Он вопросительно поднял брови и пожал плечами.
— Если ты будешь говорить загадками…
Я продолжила:
— Со временем я обнаружила, что ты очень отличаешься от человека, которым ты мне казался вначале, человека, которого я любила.
И тогда произошло совершенно неожиданное: внезапно он закрыл лицо руками и разразился рыданиями. О притворстве уже не могло быть и речи; это были настоящие рыдания, сотрясавшие все его тело; настоящие слезы текли по его щекам и пальцам, а сам он безумным голосом беспрерывно повторял:
— Моя жена меня больше не любит! Моя жена меня больше не любит!..
Я была совсем не готова к такому взрыву чувств. Он меня поразил, и я не знала, что сказать, не потому, что была очень взволнована, ибо ясно, что Робера я больше не люблю, а потому, что была возмущена тем, что он прибегает, на мой взгляд, к нечестным методам; во всяком случае, я была очень смущена, сознавая, что являюсь причиной настоящего горя, перед которым мне с моими упреками остается лишь отступить. Чтобы утешить Робера, мне пришлось бы прибегнуть к фальшивым возражениям. Я подошла к нему и положила руку ему на голову. Он тотчас встрепенулся.

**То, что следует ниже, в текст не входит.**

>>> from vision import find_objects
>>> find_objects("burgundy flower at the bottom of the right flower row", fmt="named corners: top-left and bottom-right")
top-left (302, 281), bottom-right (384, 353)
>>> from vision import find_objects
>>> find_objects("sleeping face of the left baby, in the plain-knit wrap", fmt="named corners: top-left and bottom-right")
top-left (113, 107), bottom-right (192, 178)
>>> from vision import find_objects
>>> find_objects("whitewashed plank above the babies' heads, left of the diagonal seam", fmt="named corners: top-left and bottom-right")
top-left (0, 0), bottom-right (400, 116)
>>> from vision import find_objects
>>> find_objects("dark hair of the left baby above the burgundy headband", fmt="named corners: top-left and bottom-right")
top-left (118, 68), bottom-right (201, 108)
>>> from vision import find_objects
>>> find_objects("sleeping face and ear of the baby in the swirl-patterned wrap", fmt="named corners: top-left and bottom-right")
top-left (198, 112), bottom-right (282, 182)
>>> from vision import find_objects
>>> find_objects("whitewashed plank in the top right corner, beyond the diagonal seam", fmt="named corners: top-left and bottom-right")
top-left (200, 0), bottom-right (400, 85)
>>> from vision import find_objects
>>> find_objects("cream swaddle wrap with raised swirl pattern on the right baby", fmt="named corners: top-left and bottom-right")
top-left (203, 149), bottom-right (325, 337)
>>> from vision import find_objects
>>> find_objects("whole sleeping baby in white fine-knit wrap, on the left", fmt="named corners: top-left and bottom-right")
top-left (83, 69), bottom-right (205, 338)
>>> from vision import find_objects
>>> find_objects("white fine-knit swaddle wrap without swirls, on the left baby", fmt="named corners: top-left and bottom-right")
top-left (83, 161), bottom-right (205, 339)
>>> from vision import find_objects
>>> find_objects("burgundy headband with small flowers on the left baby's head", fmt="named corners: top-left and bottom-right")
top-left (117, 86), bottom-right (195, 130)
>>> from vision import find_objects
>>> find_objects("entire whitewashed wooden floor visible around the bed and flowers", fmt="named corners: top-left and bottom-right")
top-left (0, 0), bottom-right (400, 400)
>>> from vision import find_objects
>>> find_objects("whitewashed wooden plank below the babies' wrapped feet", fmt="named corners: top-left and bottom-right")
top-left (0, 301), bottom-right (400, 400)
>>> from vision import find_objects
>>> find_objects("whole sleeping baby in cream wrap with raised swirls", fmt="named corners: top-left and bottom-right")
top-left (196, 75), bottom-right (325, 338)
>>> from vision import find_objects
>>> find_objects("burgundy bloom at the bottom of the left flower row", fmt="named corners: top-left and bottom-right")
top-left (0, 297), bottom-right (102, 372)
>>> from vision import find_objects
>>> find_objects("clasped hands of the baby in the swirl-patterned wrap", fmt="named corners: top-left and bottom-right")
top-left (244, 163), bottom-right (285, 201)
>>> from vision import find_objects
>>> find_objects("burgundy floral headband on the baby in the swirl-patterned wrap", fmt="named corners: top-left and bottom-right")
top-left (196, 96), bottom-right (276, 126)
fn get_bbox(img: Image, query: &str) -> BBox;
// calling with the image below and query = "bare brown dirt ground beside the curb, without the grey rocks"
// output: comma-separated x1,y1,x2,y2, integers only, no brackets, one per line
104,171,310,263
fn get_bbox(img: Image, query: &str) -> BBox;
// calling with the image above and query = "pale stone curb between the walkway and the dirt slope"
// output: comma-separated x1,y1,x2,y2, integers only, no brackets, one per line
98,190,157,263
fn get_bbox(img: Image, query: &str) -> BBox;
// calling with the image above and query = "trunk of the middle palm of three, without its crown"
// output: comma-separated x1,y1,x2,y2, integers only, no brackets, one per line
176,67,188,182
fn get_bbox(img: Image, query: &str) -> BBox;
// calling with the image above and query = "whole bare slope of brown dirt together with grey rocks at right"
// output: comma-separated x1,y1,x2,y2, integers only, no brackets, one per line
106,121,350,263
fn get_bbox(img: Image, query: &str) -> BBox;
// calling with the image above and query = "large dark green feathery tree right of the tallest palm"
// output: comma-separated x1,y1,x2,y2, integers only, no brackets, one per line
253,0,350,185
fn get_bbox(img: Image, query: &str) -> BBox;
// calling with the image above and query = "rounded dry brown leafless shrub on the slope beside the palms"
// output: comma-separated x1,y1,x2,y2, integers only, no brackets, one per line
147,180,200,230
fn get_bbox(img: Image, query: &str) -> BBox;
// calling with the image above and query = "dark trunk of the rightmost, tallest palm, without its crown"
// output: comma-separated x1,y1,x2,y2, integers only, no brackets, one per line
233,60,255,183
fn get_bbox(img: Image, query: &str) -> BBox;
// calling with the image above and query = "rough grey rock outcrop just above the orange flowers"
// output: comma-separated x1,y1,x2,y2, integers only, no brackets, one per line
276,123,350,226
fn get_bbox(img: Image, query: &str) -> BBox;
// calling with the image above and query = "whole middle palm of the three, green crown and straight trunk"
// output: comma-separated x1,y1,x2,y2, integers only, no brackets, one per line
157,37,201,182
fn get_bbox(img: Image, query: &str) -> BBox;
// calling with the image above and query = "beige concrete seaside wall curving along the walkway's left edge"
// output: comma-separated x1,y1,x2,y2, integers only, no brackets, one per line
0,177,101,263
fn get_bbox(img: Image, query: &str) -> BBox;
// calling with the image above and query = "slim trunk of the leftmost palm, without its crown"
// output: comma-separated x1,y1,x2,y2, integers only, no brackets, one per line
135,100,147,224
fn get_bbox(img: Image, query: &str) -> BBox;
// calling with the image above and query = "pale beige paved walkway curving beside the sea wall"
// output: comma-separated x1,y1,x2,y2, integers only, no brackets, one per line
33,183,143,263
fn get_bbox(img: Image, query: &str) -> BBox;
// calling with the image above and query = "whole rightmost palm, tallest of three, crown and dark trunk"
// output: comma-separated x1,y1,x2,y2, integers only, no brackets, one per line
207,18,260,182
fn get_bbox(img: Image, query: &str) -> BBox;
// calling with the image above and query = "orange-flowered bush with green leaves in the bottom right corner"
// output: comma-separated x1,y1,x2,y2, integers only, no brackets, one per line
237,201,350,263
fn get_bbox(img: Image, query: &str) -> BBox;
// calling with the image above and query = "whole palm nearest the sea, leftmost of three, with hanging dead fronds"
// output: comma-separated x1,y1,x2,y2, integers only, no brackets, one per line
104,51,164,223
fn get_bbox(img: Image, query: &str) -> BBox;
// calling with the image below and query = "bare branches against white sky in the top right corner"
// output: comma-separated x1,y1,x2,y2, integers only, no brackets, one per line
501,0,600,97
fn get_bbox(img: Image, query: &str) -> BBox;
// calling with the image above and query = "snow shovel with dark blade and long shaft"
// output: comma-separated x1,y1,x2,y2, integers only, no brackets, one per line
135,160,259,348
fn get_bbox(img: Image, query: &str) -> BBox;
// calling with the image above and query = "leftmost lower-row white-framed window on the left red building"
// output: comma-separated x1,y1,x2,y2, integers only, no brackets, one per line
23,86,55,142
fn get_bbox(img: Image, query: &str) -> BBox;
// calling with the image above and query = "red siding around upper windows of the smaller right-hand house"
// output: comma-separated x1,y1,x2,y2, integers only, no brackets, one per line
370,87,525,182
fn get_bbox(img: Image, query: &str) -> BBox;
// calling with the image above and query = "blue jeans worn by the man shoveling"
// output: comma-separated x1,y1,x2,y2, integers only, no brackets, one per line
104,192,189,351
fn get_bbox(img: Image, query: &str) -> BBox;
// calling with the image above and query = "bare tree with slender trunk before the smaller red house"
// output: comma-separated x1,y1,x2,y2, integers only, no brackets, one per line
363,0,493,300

— Но почему тогда я на тебе женился? Из-за твоего имени? Состояния? Положения твоих родителей? Скажи, скажи что-нибудь, чтобы я понял. Ты же хорошо знаешь, что я…
Сейчас он казался таким естественным, таким искренним, что я была готова услышать: «…что я мог бы найти гораздо лучшую пару». Но он сказал: «…что только потому, что я тебя любил». А затем опять прерываемым рыданиями голосом добавил:
— Потому, что я думал, что ты меня любишь.

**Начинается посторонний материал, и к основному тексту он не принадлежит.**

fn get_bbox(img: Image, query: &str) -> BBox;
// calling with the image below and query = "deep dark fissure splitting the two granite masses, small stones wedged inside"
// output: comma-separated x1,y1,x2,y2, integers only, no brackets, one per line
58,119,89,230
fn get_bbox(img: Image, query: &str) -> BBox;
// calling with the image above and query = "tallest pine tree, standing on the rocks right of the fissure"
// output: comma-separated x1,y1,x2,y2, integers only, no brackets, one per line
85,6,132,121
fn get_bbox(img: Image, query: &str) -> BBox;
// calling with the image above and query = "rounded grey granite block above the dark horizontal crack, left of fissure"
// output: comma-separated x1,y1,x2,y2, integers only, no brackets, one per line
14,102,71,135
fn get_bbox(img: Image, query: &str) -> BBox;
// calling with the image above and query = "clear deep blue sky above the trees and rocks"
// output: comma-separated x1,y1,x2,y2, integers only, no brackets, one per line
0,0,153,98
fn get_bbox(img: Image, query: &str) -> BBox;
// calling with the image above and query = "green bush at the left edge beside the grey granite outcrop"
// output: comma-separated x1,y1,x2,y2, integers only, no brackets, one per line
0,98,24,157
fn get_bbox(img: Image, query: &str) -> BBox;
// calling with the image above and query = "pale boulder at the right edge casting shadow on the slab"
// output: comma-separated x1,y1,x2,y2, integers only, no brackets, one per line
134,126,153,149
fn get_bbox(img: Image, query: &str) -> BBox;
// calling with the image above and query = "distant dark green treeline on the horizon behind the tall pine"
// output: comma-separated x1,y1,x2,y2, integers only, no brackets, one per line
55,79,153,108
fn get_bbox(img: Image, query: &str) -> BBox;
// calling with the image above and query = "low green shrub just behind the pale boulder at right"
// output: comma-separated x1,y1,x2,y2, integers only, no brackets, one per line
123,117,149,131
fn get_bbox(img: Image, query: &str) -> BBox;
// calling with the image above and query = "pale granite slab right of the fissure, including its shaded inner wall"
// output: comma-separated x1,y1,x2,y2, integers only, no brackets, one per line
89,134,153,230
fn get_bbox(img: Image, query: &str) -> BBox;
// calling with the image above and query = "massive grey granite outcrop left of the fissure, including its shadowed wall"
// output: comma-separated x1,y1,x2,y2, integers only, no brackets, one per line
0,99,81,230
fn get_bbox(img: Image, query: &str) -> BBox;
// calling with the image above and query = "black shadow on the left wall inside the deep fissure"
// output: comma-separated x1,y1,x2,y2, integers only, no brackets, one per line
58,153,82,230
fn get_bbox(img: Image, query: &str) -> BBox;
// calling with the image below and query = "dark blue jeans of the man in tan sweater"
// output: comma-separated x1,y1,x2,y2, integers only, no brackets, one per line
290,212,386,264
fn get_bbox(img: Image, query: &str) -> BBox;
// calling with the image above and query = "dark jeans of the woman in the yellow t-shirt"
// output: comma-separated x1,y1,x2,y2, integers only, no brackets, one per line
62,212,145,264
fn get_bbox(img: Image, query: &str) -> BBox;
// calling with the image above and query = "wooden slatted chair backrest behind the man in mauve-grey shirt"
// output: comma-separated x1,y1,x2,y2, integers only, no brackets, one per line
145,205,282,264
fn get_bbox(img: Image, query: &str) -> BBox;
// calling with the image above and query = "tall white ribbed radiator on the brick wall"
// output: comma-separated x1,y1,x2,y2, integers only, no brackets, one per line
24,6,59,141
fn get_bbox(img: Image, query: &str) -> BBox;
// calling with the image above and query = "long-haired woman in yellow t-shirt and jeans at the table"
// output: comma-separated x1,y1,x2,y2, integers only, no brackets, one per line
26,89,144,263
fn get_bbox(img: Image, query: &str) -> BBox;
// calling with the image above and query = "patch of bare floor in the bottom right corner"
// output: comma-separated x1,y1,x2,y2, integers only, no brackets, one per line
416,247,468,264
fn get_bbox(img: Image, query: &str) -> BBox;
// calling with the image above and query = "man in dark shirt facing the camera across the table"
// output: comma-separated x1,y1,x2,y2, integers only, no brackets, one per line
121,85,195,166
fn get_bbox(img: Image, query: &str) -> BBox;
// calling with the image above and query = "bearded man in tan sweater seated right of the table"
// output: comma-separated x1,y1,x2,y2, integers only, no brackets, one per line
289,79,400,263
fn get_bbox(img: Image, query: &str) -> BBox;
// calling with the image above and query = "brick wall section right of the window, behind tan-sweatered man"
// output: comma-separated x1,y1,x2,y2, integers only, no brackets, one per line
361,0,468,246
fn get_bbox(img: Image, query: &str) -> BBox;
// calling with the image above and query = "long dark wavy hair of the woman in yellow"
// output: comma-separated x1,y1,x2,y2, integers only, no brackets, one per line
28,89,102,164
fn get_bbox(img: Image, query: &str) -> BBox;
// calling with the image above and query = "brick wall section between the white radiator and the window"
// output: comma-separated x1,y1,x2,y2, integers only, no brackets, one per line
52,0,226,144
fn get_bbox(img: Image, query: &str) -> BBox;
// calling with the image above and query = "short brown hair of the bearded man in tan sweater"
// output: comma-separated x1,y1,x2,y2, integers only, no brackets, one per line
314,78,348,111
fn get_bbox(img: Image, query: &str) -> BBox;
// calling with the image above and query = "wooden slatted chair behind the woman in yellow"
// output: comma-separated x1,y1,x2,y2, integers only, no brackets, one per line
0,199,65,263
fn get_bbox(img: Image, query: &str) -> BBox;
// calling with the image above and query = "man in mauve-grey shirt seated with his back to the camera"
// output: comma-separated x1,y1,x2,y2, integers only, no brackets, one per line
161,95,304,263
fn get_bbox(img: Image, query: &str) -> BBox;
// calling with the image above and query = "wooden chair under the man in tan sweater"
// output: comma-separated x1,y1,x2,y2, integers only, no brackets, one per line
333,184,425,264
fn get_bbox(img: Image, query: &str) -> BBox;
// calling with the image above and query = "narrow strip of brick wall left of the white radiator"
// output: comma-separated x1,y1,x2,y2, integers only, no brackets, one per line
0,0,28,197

Я была почти возмущена своим собственным равнодушием. Каким бы искренним сейчас ни было волнение Робера, демонстрация этого волнения оставляла меня холодной.
— Я думала, что это объяснение будет тягостным только для меня, — начала я. Но он меня перебил:
— Ты говоришь, что я оказался не тем человеком, за которого ты меня принимала. Но тогда и ты не та женщина, за которую я тебя принимал. Как, по-твоему, можно знать, что человек является именно тем, каким он должен быть?

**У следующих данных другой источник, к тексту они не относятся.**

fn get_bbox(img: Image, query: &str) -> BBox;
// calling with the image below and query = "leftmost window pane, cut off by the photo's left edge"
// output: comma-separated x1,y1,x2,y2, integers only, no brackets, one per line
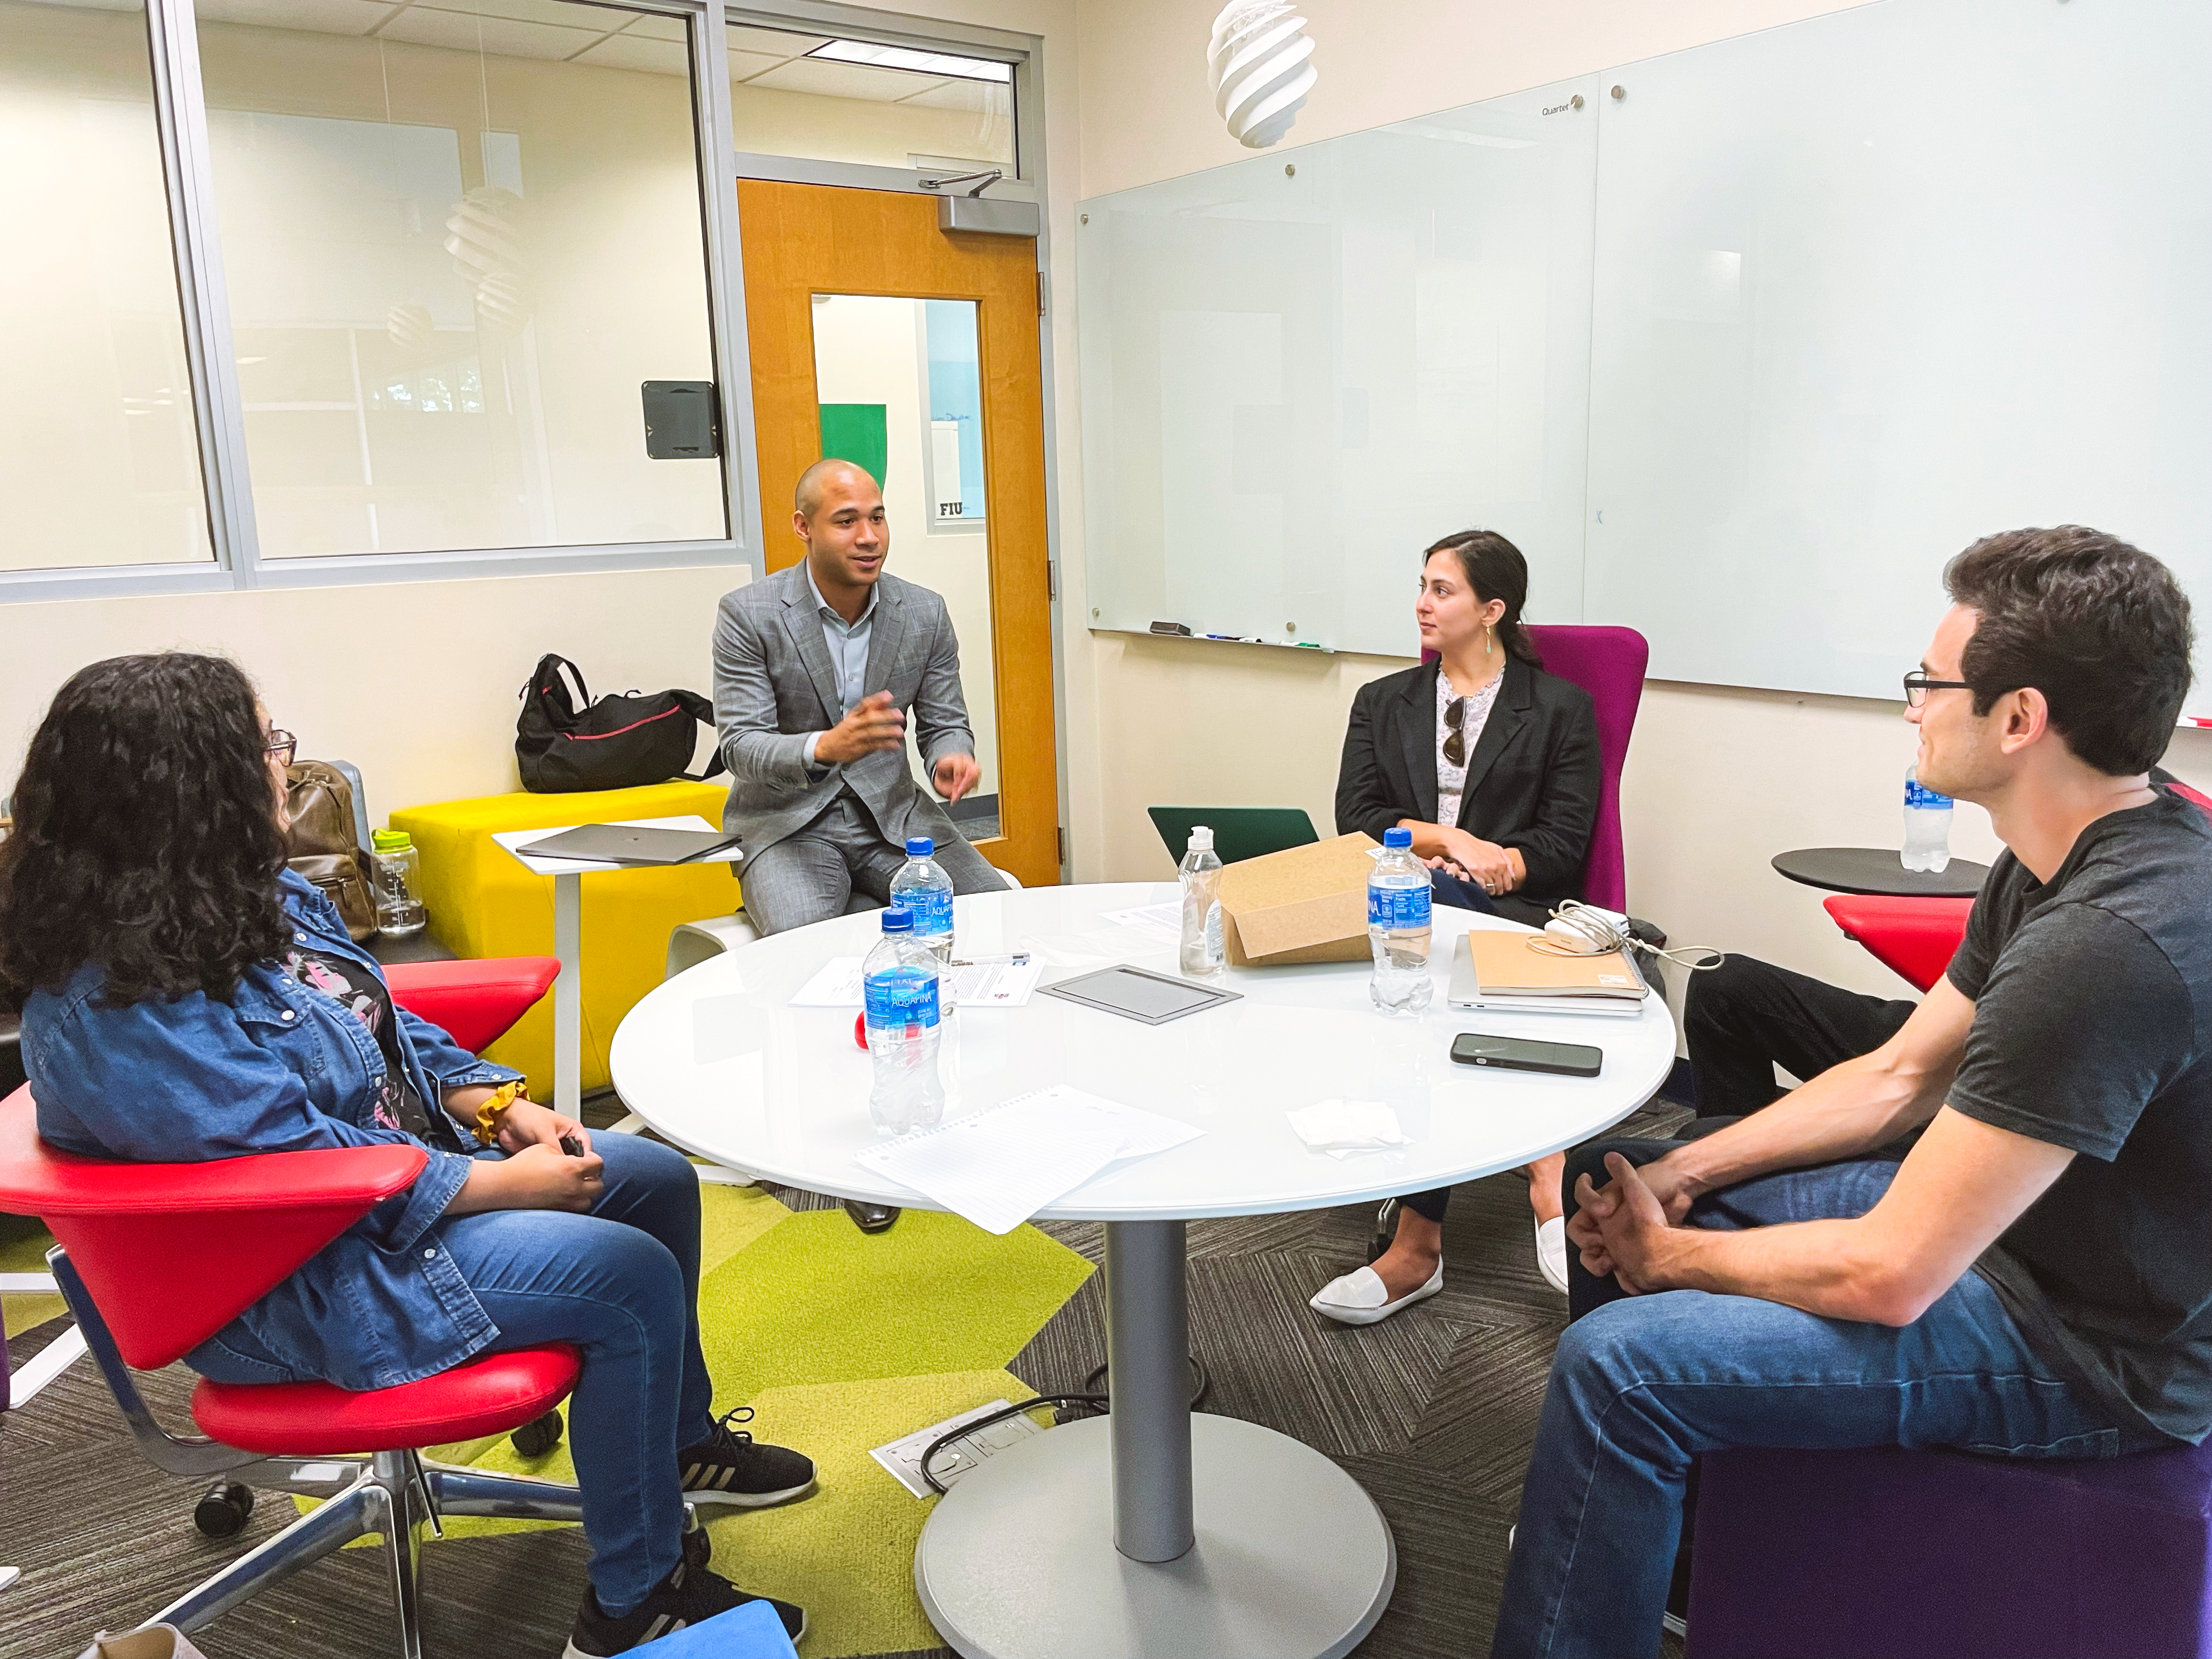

Затем, следуя своей привычке пользоваться чужими мыслями, поворачивая их по-своему (что он делает, как мне кажется, совершенно бессознательно), он продолжил:
— Но, мой друг, никто из нас — абсолютно никто — не может постоянно удерживаться на той высоте, на которой он хотел бы находиться. вся трагедия нашей духовной жизни именно в этом и заключается… Не знаю, понимаешь ли ты это? (Эту традиционную фразу он неизменно произносит, когда начинает менять тему и чувствует, что собеседник заметил это.) Только люди без идеалов…
— Друг мой, друг мой, — прервала я его мягким жестом руки, хорошо зная, что вступая в эту область теории, сам, он никогда не остановится. Мое вмешательство лишь немного отклонило его в сторону.
— Как будто в жизни не приходится идти на уступки… Иначе говоря, приходится соразмерять свои идеалы со своими возможностями. Но ты всегда была немного фантазеркой.
Пожалуй, это, должно быть, верно, потому что папа вчера тоже об этом говорил. В ответ я смогла лишь грустно улыбнуться. Тогда Робер в мгновение ока вновь оказался в высших сферах, откуда я со своими эгоистическими жалобами так бесцеремонно спустила его на землю:
— Впрочем, дорогая, здесь ты затрагиваешь проблему, представляющую наивысший интерес, — проблему выражения. Видишь ли, речь идет о том, чтобы выяснить, иссякает ли чувство по мере его выражения или, напротив, еще больше осознается и, так сказать, возрождается в своем выражении. На самом деле, начинаешь сомневаться, а существует ли вообще что-либо или это только одна видимость и… Я сейчас тебе объясню, и ты сразу все поймешь.